Vegetarian Chicks - Longtime vegan, new to dieting

View Full Version : Longtime vegan, new to dieting

05-20-2011, 11:21 AM
Hi everyone. I've been vegan for 14 years, and I was slim for a long time, but unfortunately I'm almost entirely housebound, and sometimes bedbound, due to disability (severe ME/CFIDS), and I've ended up putting on quite a bit of weight. When I started new meds that happened to suppress my appetite a little recently, I decided to take the opportunity to try to lose weight.

A month on, it's going very nicely. Appetite is OK, tracking is fine (FitDay), clothes are starting to feel a bit looser, and the bathroom scales arrived a couple of days ago. I'm naturally a good cook and healthy eater, so the main things I am doing are calorie counting, avoiding obvious things like biscuits or crisps, being careful about snacking, making one meal a day (usually lunch) soup and/or salad, drinking lots of water, eating more wholegrains, combining proteins where possible.

The one thing I'm confused about, however, is macronutrient ratios. I've been hanging around the FitDay forums, but while they're a nice bunch, they are heavily biased toward low-carb, high-protein diets with lots of animal foods, and as a vegan I'm not really feeling like we're on the same page in this respect. While snooping around last night, I found the McDougall site and read a lot of articles. It was a relief to be reading something that wasn't pushing animal foods or demonising perfectly innocent wholegrains all the time, but to be honest I found some of his writing rather suspect, especially his rants about how all fats are evil, and the 80/10/10 ratio seems as extreme as the 40/30/30. (Especially since my ME improved noticeably after I started supplementing with essential fatty acids. Humans need some fat, damnit.)

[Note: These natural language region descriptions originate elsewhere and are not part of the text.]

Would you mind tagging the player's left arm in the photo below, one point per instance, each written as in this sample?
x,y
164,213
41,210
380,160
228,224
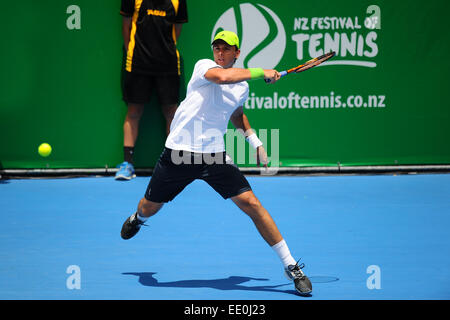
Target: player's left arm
x,y
240,121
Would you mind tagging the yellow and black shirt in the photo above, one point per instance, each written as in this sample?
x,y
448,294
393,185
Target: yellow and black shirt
x,y
152,47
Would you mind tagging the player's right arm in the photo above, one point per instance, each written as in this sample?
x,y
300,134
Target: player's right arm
x,y
234,75
126,30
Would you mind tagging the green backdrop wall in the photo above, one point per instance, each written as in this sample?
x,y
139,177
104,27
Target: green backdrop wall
x,y
383,100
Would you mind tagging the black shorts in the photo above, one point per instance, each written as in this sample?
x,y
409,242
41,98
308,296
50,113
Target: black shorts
x,y
176,169
138,88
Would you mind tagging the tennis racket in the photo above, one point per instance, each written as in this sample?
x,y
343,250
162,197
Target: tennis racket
x,y
308,65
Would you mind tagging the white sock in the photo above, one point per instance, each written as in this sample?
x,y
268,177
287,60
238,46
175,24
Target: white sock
x,y
282,250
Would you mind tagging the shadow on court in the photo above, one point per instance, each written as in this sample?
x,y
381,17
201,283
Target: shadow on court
x,y
230,283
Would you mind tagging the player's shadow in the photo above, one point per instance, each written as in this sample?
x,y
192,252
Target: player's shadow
x,y
230,283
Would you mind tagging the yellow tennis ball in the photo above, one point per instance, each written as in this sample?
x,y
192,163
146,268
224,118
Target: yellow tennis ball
x,y
45,149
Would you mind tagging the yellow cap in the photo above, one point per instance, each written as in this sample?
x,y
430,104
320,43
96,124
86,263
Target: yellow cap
x,y
229,37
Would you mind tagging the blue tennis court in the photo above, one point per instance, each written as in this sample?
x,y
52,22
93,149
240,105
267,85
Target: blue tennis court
x,y
361,237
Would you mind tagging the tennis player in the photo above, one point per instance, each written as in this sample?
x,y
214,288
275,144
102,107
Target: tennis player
x,y
195,149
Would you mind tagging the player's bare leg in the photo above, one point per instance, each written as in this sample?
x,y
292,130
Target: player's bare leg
x,y
169,112
248,203
131,124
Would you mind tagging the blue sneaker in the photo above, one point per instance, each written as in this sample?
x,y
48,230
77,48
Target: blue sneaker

So what sort of ratios do most vegans go for? For the last week, I have been at 58C/21F/18P, though before that the fat was higher and the protein and carbs a bit lower. The main thing that's new is that I'm trying to have porridge in the morning every day, and I've started added soy protein isolate to it since everyone is making me feel that I should have more protein. And indeed I end up with more protein, but I still don't know if it's the right amount, plus 10g protein powder spoils the taste of the porridge enough that I have to add a couple of chopped dates to cover it. This morning I went for 5g protein powder instead plus a teaspoon of a chopped nut/seed mix I made up a while ago, and still ended up adding a bit of molasses to stop it tasting odd. (It probably didn't help that I was feeling nauseous, I think I need to be careful to take my meds with meals rather than just before.) I could probably cope with the protein powder if it's the best thing for me, but after reading the McDougall site I'm not sure of that any more either! Advice, folks?

(By the way, I'm visually impaired, so please don't put in smilies or change the text formatting, and plentiful paragraph breaks are much appreciated.)

05-23-2011, 03:12 PM
Every time that I've tracked my intake on a site like that, it shows that I eat at least 60% carbs, 15-20% fats, 15-20% protein.

I think quality of food is more important that macronutrient percentages, but that's my opinion and what works for me.

As a vegan, I tend to base all of my meals around whole grains, beans, and vegetables, all of which are loaded with carbs. I will usually also add a teaspoon or two of a healthy oil like olive oil.

I've learned to stop caring about the percentages, because with all of the low-carbing that goes on, it just makes me feel bad or less than when my pie-chart's carbs are so plentiful.

I think that your eating plan sounds great!

05-24-2011, 07:18 AM
You're quite right. I think it's just that I'm new to this and trying to find my way amongst the huge amount of conflicting advice out there. I've been vegan for 14 years, I know how to cook, I know how to balance a diet, and I know how to follow a wholefoods diet, so I should really stop fussing! I've ordered a couple of different brown rices to try to lure me back to that, since brown rice is one of the areas I struggle with. Finding a nice one is the key, usually: I eventually found a good wholewheat pasta, and red Thai rice turns out to be stunning in miso soup. The other problem is just keeping up with the cooking, which is trickier as I'm disabled, and managing to keep hunger at bay and cope with it when it does break through. I'm starting to get to the point when I wonder if boredom will be a problem with this salad-and/or-soup-for-lunch deal, but for the time being I am going to try to overcome this through more creative cooking.

Meanwhile, home-grown beansprouts seem to be a great snacking food. I've a feeling the nutritional data on them is incorrect, if it's doing what I think and analysing the sorts of beansprouts you buy where the bean is missing and the root is long and mostly water. The ones I grow have very short tails and of course the bean is still very much part of it, so they're probably higher in calories, protein and so forth. Any idea where I could find the correct data? I've googled my heart out and I keep getting the same results.